The Montenegrin parliament adopted on Friday a controversial religions bill which sparked public outrage.
The bill had been put forward by the ruling Democratic Party of Socialists of Montenegro and proposes to make all religious buildings that were owned by the Kingdom of Montenegro – before it was incorporated into the Kingdom of Yugoslavia in 1918 – public property.
The Serbian Orthodox Church thinks its assets could be seized and given to the self-proclaimed Montenegrin Orthodox Church, which is unrecognized by other Orthodox institutions.
Earlier on Friday, hundreds of Serbian Orthodox laypeople, priests, monks and nuns protested outside the Parliament building in the capital Podgorica, while lawmakers from the opposition Democratic Front clashed with representatives of the parliamentary majority and were later pulled out of the building by police.
Montenegrin President Milo Djukanovic had denounced that the protests, ongoing now for several days, had as their goal to force the country to renounce its future in the European Union and in the Euro-Atlantic axis in favor of a “nationalist illusion”.

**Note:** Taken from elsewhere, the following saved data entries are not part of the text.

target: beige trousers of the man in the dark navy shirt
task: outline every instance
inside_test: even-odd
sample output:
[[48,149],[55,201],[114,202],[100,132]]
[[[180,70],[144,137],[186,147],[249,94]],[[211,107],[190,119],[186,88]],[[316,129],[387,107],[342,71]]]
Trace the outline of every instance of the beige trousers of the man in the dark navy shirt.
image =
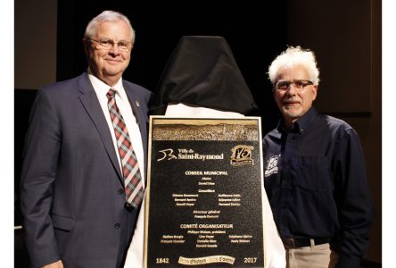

“Forty-five [out of 81] lawmakers voted for [the bill], no one against,” parliament’s Speaker Ivan Brajovic said, according to the press service.
For years, Montenegro, as the Diocese of Montenegro and the Littoral, has been a part of the Serbian Orthodox Church.
In recent years, however, the government has been supporting the Montenegrin Orthodox Church, which proclaimed itself autocephalous in 1993, saying that the Serbian Orthodox Church undermined the country’s independence.